Alice dropped her satchel on the rug and climbed the bed. Her denim jacket rain-kinked. Droplets bobbled the stubs of her clippered hair. ‘I can’t kip with a bra on, me.’
Jan saw out the window: slate cloud, carrot roofs, sagging trees. ‘Get yourself a towel out of there.’
‘You’re like an oven in this bed. Am getting toasty from here.’ Wet rinds of her Kicker soles were caked in grit, soaking the duvet. Jan stared at the dirt expressionless. Alice absorbed the silence until finally she clocked the dirt, and that she’d tramped muddy rain through the house. ‘Your mam’ll go mad, won’t she?’
‘Can just blame it on the pigs.’
‘Y’what?’ Alice unlaced her feet in the air – flicking her shoes over her head. ‘Pigs?’ They bounced on the rug.
Jan slunk to the wall and faced away.
‘How was it?’ Alice said.
‘Best I’ve had in me young life.’ Jan sat up again. ‘Bet you was diddling yourself last night thinking of me and him, wasn’t you? Don’t lie. Seen your face?’
‘Your mam never rang us.’
‘Told you. She can’t be doing with me.’
‘. . .Was he nice?’ Alice whispered.
‘Nice? He liked me not you. Never even looked at you.’
Alice listened to her cry, then hugged her. ‘Where’s everybody?’
‘Doesn’t matter.’
***
Now Thursday morning, May ’85, next door’s little Joey Harvey opened her bedroom door dancing, hopping, squeaking: ‘Nana Nedra said tell her Get up, you lazybones, if you want breakfast or not!’
Jan sat up quick and dropped the sheet. She shook her tits at Joey who staggered, clutching his eyes with fright, then raced downstairs. Jan stretched, beaming. She remembered she had Mr Somerville for English first lesson. She’d go in after all.

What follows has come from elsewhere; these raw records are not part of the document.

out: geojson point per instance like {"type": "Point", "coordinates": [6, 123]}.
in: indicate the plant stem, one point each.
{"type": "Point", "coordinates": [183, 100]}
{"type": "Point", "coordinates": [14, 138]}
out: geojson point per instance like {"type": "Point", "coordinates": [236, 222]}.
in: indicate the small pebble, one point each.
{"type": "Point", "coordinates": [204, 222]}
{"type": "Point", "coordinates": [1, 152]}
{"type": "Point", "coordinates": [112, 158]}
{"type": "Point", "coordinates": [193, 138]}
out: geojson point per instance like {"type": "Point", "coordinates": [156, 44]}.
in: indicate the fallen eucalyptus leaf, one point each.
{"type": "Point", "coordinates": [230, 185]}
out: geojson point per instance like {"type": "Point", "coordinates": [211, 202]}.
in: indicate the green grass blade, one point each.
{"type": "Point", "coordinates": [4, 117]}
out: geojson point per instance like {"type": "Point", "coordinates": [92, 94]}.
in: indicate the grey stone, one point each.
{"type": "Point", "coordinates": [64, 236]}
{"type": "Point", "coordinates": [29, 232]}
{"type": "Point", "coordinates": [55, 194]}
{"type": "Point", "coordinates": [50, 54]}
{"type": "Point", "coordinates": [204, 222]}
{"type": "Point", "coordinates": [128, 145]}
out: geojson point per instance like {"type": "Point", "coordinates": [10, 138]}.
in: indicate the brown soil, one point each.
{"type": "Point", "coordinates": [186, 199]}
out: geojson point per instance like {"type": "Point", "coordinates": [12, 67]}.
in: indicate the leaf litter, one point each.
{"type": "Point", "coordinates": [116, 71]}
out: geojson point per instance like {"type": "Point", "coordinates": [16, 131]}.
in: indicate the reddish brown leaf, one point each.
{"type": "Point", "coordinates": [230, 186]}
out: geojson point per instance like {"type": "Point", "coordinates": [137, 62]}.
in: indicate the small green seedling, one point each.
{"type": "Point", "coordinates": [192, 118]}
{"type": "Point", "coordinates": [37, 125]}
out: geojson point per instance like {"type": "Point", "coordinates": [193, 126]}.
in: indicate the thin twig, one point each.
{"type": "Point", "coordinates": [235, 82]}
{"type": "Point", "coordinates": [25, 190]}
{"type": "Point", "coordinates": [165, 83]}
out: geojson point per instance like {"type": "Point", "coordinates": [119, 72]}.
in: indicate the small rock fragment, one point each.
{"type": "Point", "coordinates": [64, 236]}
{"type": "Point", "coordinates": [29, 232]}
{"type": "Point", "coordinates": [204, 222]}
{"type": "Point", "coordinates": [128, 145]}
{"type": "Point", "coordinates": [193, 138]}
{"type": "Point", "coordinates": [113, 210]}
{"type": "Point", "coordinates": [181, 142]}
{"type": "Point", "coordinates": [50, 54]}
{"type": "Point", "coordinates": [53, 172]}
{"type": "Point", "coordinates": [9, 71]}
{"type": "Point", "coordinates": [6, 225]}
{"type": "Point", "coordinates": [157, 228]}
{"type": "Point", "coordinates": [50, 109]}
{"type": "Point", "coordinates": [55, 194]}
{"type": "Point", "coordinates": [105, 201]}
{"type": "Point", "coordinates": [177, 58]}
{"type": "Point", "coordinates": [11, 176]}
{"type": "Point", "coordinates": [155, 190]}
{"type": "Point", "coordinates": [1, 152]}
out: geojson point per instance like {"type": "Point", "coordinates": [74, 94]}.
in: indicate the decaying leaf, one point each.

Joey had left her door open. There began a wailing; her mam, with it, shushing it, going There there. . .
Jan picked somewhere soft and unbruised on her body and pinched. Hard. Until everything was water. Though she could still see Kell, face down in her bed. He reeked of lager and farts. Her big brother, not a day out of Strangeways and already he’d tried to strangle her in her sleep.
Jan took the sheet and exposed his peaceful shape and without blinking stared at him long enough to air-dry her sight. Touching his scalp without knowing why, she wanted to cut off a lock of his hair and not keep it but bury it, somewhere only she knew about, but she couldn’t decide on the place.
She got up and cat-washed at the sink. Dressed for school, whisper-singing as she dabbed her bruises with tutty. Kell was still dead to the world when she blew him a ta-ra kiss. Then she went straight out, even with the kitchen lively and breakfast-smelling – without even snatching a fistful of Sugar Puffs or her coat from her chair – having already nabbed some spends from her nana’s handbag which was hooked on the end of the stair rail.
Jan could’ve emptied her purse and still eaten her toast in the kitchen and looked her dead in the eye. But Jan wanted her first taste of the day to be Mr Somerville.